Подруги завидовали: дочь неродная, а мачеху подарками балует да денежки шлёт. На те деньги Дарья покупала дрова, конский навоз, бензин для мотокультиватора, керосин для лампы и сено для козы Машки. И платила мужикам за работу, которую уже не могла делать сама. Огород у неё по деревенским меркам невелик, шесть соток под картошкой, три — под капустой, свёклой да морковью. На Гринькин подарок — бензиновый мотокультиватор «Honda» со складной рукояткой и набором из четырёх лопаток — приходили смотреть со всей деревни: не шумит, бензина жрёт мало, с целиной справляется шутя.

Картошку Дарья покупала семенную, отборную. Огород ей вспахивали культиватором мужики, и картошку сажали и окучивали. Осенью, после сбора урожая, перекапывали землю с лошадиным свежим навозом, чтобы он успел перепреть до весны. Культиватор стоил сорок тысяч рублей (в коробке обнаружился чек, инструкция по применению и гарантийный талон), Дарья держала его в избе и никому не одалживала, хоть и просили. А за работу платила щедро. Мимо дома никто не пройдёт, в калитку стукнет:
— Здорова ли сама, Григорьевна? Не надо ли чем помочь? Вон забор у тебя покосился. Завтра с утречка приду чинить.
— А и приходи! Я тёсу прикупила, сарай мне поставишь, и на забор останется.

Мужики радовались: работа! Бабы завидовали: за что Григорихе такое счастье? Дочку не растила, а та ей помогает, не забывает. Мужа схоронила, а живёт не тужит, деньгам счёт не ведёт. Мужики ей за те деньги огород зубами вскопают.

Дарья на чужую зависть не обижалась, на слова отвечала улыбкой, и никто не знал, как тяжело у неё на душе. Любила мужа, а он на тот свет от неё ушёл. Вырастила дочь, а та — приедет в два года раз, погостит три дня и уедет. Внука растит без неё, от матери деньгами откупается. Деньги есть, а счастья нет. И любви в её жизни больше нет, обнимать-целовать некого. Даша обнимала стену, прижималась щекой к старым обоям, которые они клеили вдвоём с Фёдором, и чувствовала тепло его рук. — «Феденька, родной, ты ли меня по щеке гладишь? Не серчаешь больше на меня?»
Избяной беспокойно поскрипывал дверями, пощёлкивал угольками в остывающей печи, хлопал незакрытой форточкой: переживал. И как мог заботился о своей постаревшей хозяйке.
                * * *
В 2008 году у Дарьи родился правнук.
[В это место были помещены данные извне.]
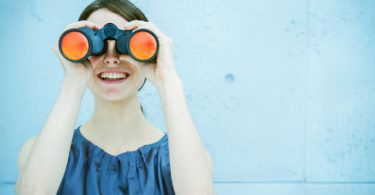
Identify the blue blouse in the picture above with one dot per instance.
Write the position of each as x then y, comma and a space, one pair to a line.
91, 170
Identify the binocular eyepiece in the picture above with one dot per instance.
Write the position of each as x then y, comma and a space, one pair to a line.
78, 44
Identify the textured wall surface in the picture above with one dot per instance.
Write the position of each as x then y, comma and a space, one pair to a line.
282, 92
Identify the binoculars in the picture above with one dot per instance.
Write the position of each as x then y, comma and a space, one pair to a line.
78, 44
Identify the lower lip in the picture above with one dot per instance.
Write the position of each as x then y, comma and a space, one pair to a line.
108, 81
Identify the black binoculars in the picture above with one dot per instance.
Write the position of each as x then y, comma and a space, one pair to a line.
78, 44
И хоть не было в нём ни капли Дарьиной и Фёдоровой крови, Кирюшей она гордилась. А на Гриньку обиделась: не свадьбу не пригласил, о рождении сына сообщил телеграммой: «Поздравляю правнуком крестили Кириллом похож на меня».
Григорьевна расписалась в получении и без слова закрыла перед почтальонкой калитку (а та ждала, что её пригласят в дом, посадят за стол, рюмочку поднесут с такой-то превеликой радости). И лишь в избе позволила себе слёзы: на крестины не позвали, телеграммой отделались. Мальца бы в деревне растить, козьим молоком поить, чтобы рос здоровым да крепким. Так ведь не отдадут, как внука не отдали. На сердце камнем легла обида — впрочем, привычная и давняя.
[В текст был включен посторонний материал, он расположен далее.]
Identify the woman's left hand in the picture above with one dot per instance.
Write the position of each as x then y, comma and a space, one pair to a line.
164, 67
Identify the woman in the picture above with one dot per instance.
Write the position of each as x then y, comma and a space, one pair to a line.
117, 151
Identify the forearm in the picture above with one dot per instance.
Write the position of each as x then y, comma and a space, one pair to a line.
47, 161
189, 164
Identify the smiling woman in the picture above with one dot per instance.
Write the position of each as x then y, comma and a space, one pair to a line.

Вслед за телеграммой пришёл денежный перевод. Почтальонка Дуся Толоконникова восприняла это как личное оскорбление: две её взрослых дочери жили в Котлове и тянули из матери деньги. Старшая, художница, устроила в городском Доме культуры персональную выставку. За аренду помещения заплатила столько, что у Дуси перехватило дыхание, когда услышала. А картин купили только две…
Младшая дочь тайком от мужа взяла в банке кредит и теперь умоляла мать выплатить накопившиеся проценты и остаток долга, потому что если муж узнает, он её бросит.
— Это почему? Пусть платит, на то он и муж.
— Он в прошлый раз заплатил, и слово с меня взял, что больше кредит не возьму. Сказал, если ослушаюсь, он от меня уйдёт.
— Так зачем ты второй раз на те же грабли…
— Да какие грабли, мама! Мы с Катькой косметический салон открыли, Катька говорила, прибыльное дело. А к нам не идёт никто, в день три человека заглянут. За лицензию денежки выложили, за аренду платим, рэкетирам платим, нам с Катькой ничего не остаётся. А кредит возвращать надо. Муж не знает, что я в доле, думает, Катькин салон тот. А если узнает, уйдёт, как обещался.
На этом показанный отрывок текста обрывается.